Harlow

Image of Harlow: A Novel
Author(s): 
Release Date: 
August 1, 2013
Publisher/Imprint: 
Texas Review Press
Pages: 
176
Reviewed by: 

“Harlow is a tough little novel that plunges the reader into a fully realized way of life.”

Reading David Armand’s second novel Harlow, set in Louisiana, one cannot help but feel the presence of other writers. Of course the South is the land of Faulkner, and Harlow is similarly infused with characters who have inherited a dark past.

The novel opens with Leslie, a boy, on a journey to reconnect with his father, a car thief who has only seen his son once—from behind prison bars. Leslie must walk and ultimately hitchhike from his hometown Sun to Greensburg where he has heard his father now lives. His mother will not miss him, nor his half-sisters. The boy takes off into the forest that skirts the highway on a quest.

Along the road, Leslie is picked up by a young woman named Nevaeh who takes Leslie back to her trailer, past “the smoldering trashfire in the yard and up the three cinderblock steps.”

It is in these depictions of hard Southern life that the novel soars. In his sleep, Leslie has nightmares, and in his waking life he has memories triggered by a momentary feeling of cold. He recalls duck hunting with Jim, Leslie’s mother’s boyfriend, who had impregnated one of Leslie’s half-sisters. The hunt is hard and cold, and Leslie has a broken arm.

Mr. Armand describes in vivid detail the texture of the scene. One feels the hard joy in Leslie’s learning to hunt. His competence is paramount to his sense of himself as a Southerner. Leslie now knows how to hunt. A man of practical values, he can manage the concrete world.

The reader learns of Harlow, Leslie’s absent father, before Leslie finds him. He was abused and humiliated by his own father. Implicitly, poor fathering is a learned inheritance.

Though the lives of Harlow and Leslie have not intersected before, their pasts exist on the same plane. This parallel is too plain and obvious, and undermines the vivid realism of the style; however, when they do finally meet, they bond, and admirably Mr. Armand avoids a predictable expression of anger by Leslie or uncharacteristic loving embraces. The two carry on, but together, as people do in this hard land.

As the plot moves into the future, coincidences occur that suggest the unavoidable fates of the characters.
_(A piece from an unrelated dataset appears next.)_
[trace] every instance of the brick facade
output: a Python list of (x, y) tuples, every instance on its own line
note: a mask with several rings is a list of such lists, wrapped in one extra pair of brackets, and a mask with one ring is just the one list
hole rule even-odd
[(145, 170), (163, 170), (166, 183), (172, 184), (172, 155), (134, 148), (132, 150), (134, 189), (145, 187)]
An air of Greek tragedy imbues this simple tale, the son falling prey to coincidence much like Oedipus does in his meeting his father on the crossroads. It’s a bleak picture of inescapable pain and loss, in which lives are not forged but solidify into one of the links of a chain.

Yet in this generational novel, the plot is thin. Most of the first half of this short work is filling in past—important, but one wishes the author had either more fully layered this history with present action or expanded the work to further develop the relationships once characters meet.

On the other hand, Mr. Armand’s style intentionally eschews psychoanalyzing or illuminating the complexities of character. His writing is reminiscent of Hemingway: straightforward descriptions of manly action punctuated by laconic dialogue.

David Armand’s Harlow is a tough little novel that plunges the reader into a fully realized way of life.